An interview with our software developer Javier Arias, about our open dissemination system Thoth
The theme for Open Access Week 2021 is ‘It matters how we open knowledge: building structural equity’. Here at COPIM we spend a lot of time thinking about equitable ways to support Open Access book publishing, so, to mark the occasion, we bring you an interview with our software developer Javier Arias reflecting on a key piece of infrastructure we are building: our open dissemination system, Thoth.
Thoth is a metadata management and distribution platform specifically tailored to tackle the problems of getting Open Access works into the book supply chain. It is being built with openness in mind: its source code is open, its data is exposed via open APIs and all its outputs are released under a CC-0 license.
Thoth’s main goals are:
To lower the entry barrier to good metadata management and practices for small/medium OA publishers who are currently struggling to produce their metadata to all the various different specifications that each distributing platform requires;
To help distribute Open Access books, which have been systematically excluded from a book supply chain that was created for closed books;
To expose quality and first-hand metadata, using industry standards, publicly for anyone to consume.
Let’s first clarify that data cannot be owned, nor copyrighted. Databases, however, can. Therefore metadata about a book cannot be closed, but you can license an ONIX file. The book metadata supply chain does not often rely on open APIs, but on file exchange. If you license those files you thus control the data flow.
Metadata aggregators collect data from various sources (mainly from the publisher), with which they produce a series of records (ONIX, MARC, etc.) that they then sell to libraries so that the libraries can include the books in their catalogues. This happens to both closed and open books, and while this process may make sense for closed books it really doesn’t for the OA ones — if a book is open, its metadata should be too.
Our main users will be: publishers that want to increase their metadata outputs, archivists and distributors, and libraries and platforms wanting to gather book metadata.
Since Thoth stores book metadata it is becoming an integral part of other COPIM work packages (WPs). Thoth will be used by the Archiving WP to distribute all data needed for book preservation, as well as it will be used by Open Book Collective to provide information to libraries about the type of books their members publish.
Definitely - the fact that our data is exposed publicly and that our code is open source means that all our users have an insurance policy. If we ever got bought by a large commercial entity, anyone could create a new Thoth with exactly the same functionality and data in no time. There is no platform lock-in with Thoth. Everything COPIM is building is designed to be community owned and community governed, not owned by a single company or organisation that would have its own priorities -- and this openness is a safeguard against that eventuality.
So far we have been focusing on building the platform and following open data principles, and we are now in the process of discussing the governance structure we will have. We are building a community of users that can have a say in the direction we follow and it is clear that this community will be the heart of the governance structure once it is formalised.

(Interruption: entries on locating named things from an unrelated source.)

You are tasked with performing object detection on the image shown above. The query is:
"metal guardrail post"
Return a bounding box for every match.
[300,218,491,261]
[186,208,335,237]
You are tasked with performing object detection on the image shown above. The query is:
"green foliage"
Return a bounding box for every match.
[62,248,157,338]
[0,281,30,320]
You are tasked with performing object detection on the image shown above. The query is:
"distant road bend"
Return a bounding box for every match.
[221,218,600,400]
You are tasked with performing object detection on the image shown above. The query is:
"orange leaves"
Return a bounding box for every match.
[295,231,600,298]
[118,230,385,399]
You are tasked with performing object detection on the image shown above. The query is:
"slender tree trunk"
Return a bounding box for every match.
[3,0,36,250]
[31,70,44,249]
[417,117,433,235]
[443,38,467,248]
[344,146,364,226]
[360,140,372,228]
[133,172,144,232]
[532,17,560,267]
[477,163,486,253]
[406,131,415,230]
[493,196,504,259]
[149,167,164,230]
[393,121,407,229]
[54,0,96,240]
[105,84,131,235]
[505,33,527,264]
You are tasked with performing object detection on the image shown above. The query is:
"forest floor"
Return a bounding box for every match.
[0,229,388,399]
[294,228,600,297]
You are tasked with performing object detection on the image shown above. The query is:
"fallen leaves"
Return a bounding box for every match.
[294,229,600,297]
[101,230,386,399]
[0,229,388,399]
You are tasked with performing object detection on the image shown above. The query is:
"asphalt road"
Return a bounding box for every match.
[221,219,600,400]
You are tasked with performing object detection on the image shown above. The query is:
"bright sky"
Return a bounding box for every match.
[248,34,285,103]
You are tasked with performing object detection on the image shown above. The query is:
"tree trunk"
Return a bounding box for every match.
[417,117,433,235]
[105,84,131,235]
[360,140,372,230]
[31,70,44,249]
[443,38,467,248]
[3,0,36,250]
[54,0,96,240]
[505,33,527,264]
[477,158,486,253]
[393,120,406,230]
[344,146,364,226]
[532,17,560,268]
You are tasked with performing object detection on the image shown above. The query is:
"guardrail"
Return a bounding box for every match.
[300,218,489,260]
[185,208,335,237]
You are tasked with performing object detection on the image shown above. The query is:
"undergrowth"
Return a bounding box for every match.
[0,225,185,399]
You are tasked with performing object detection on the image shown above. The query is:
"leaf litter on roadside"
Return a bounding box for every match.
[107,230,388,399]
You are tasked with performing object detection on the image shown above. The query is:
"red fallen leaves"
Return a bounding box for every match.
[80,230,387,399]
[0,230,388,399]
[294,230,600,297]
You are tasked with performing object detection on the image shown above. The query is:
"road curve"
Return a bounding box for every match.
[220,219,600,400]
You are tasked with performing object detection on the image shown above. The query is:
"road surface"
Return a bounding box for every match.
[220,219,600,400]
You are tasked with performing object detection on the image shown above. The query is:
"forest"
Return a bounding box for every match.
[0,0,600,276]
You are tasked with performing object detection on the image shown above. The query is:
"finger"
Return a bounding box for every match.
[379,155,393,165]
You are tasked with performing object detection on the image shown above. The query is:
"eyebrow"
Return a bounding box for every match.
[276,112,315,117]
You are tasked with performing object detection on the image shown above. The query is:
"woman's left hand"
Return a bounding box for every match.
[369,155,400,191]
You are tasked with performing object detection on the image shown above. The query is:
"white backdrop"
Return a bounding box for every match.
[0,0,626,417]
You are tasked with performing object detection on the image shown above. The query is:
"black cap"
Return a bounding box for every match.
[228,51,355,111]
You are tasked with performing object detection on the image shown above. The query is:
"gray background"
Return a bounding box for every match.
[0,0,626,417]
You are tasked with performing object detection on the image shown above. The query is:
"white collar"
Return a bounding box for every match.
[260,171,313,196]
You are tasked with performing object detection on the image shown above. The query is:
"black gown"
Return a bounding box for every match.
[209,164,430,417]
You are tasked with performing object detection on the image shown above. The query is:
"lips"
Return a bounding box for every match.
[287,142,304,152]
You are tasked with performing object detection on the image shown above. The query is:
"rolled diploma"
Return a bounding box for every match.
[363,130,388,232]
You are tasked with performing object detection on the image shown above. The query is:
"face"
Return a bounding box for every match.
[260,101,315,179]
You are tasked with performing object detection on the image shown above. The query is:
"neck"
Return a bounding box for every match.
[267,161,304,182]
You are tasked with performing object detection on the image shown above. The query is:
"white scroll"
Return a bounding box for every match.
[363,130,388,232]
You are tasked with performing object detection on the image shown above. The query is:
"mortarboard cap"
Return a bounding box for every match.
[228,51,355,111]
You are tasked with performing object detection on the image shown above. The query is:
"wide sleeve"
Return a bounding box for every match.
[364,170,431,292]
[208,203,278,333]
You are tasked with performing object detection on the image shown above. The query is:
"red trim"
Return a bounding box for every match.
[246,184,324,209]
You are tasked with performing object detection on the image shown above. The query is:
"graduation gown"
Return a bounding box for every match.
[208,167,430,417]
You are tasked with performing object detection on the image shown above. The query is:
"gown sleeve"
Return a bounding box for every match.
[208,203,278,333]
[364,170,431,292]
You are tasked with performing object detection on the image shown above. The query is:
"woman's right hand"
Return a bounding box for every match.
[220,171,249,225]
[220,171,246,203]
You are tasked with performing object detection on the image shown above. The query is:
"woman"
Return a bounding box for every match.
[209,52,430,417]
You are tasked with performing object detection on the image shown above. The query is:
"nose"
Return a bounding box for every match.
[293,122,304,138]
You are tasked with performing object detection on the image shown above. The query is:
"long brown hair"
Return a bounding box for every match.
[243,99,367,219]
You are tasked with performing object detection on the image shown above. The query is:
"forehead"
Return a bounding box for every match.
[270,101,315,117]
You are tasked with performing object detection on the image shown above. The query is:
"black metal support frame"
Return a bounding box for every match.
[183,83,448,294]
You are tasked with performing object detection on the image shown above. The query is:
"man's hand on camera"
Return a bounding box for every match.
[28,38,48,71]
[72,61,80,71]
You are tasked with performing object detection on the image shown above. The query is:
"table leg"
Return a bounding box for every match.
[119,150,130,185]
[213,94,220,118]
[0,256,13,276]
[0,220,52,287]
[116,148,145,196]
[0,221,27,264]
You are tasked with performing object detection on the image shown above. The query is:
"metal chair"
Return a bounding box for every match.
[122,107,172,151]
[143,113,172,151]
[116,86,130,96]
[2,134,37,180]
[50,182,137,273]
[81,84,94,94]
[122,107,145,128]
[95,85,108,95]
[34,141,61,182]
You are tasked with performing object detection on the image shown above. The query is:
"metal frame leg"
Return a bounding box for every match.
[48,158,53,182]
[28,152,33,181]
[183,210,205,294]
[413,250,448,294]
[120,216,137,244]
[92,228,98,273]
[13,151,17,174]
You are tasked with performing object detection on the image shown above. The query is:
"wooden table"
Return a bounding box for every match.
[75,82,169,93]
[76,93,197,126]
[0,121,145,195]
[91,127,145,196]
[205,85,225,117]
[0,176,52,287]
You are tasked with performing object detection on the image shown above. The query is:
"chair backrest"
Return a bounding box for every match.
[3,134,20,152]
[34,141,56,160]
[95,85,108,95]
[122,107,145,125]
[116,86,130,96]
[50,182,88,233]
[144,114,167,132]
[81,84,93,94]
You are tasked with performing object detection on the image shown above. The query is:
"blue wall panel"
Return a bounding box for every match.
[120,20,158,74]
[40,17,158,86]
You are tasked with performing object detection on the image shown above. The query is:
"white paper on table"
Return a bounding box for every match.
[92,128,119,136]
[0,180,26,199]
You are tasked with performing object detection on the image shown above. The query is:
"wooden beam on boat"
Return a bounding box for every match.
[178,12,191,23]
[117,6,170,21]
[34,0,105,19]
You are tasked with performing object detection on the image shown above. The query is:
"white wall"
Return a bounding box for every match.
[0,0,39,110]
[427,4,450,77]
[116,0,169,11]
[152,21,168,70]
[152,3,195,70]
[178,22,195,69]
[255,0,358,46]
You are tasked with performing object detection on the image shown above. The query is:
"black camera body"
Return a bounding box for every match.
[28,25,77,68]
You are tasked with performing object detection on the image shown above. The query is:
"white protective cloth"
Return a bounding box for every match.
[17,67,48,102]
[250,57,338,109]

The idea of Thoth sprang from ScholarLed wanting to create a collective catalogue. The first step was to gather the required data, but we soon realised that coordinating that flow had many similarities to distributing the data to a metadata aggregator, with all that comes with it. However, if we could agree on a shared, generic, data model and used open standards we would be able to achieve not just a catalogue but many other tasks. And how wonderful would it be to offer all this as a service to any other press in need?
The previous project I participated in was HIRMEOS, where we took a very similar approach to Thoth’s but with book usage metrics, arguing that the first step towards ethical metrics was to open the data.
Working with standards is a lot of fun, they tell you what you can or cannot include but they are normally subject to free interpretation, so having to provide a mechanism to output a different version of an ONIX file for each platform really tells you that standards are “more what you’d call guidelines than actual rules”.
So far the main issue we’ve faced has been importing back-catalogue data. Thoth’s data model is very granular so we can output the data that each platform needs, and most publishers do not store that much data in a structured way but as separate files depending on the requirements of the platforms they normally distribute to.
I would love it if librarians found Thoth useful and contributed their cataloguing skills to it. It’d be great if we could build a shared environment that publishers and librarians used together to enrich metadata records and keep them alive -- something similar to Wikidata but specifically for academic books.